Wednesday, February 4, 2009

When you know it, you know it.

I was struggling to design the cover for a book of experimental poetry, In Ways Impossible to Fold, by Michael Rerick, that has been described as:

"Every idea in this book is a fold understanding how to increase area and flexibility within apparent confines (as in pop-up books). As scale shifts, large and small scale blossoming, the heart, the pulse—moments fold and unfold in a dance of patterns in which we and everything that exists participate, as impossible as that can seem.
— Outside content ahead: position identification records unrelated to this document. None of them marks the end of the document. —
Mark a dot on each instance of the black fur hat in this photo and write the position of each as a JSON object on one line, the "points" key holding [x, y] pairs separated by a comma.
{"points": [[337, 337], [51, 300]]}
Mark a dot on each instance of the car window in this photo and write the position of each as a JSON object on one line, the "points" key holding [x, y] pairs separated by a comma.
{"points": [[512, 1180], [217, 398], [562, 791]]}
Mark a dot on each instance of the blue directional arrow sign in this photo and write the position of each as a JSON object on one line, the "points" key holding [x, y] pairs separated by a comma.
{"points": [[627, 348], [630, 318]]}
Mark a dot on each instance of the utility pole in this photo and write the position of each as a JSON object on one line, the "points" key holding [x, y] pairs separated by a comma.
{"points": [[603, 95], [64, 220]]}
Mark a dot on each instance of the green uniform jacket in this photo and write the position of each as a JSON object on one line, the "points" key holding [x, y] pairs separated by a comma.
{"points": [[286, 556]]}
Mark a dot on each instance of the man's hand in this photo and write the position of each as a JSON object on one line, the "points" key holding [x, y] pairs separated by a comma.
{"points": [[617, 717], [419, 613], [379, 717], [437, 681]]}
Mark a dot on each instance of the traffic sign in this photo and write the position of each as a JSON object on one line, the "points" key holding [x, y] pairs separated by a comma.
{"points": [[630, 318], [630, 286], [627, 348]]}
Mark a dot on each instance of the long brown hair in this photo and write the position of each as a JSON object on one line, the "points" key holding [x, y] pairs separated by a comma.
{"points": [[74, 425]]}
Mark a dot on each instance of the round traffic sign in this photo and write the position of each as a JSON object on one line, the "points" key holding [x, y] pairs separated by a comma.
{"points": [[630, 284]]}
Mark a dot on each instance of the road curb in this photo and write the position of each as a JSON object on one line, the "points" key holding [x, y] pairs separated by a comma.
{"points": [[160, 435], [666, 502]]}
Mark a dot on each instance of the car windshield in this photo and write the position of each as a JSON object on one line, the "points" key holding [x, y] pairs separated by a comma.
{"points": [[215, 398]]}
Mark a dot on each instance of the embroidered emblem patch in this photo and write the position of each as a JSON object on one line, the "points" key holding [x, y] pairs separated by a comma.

Consider how some folded material retains obvious memory of having been folded: creases, pleats—perhaps even when evidence is far more subtle, some evidence of having been folded imprints what has come together, every word marking mechanisms of encounter." --Thylias Moss

Right.

So how do you illustrate that?

I looked at photos of origami, of folded paper art, of modern art light and shadow abstracts, of close ups of accordions, dancers, and at buildings mid-demolition blast. None of them got the feeling. Then when I was perusing deeply buried pages in Shaun Tan's website I found this astonishing painting that was an assemblage of found objects, including a locomotive engine formed from flattened tin cans and in the tin was painted the landscape behind the viewer. This was it! Talk about art folded into art folded into the stuff of the world. Luckily, Tan gave permission to use his painting. Here it is. I am glad to say the poet likes it. Whew.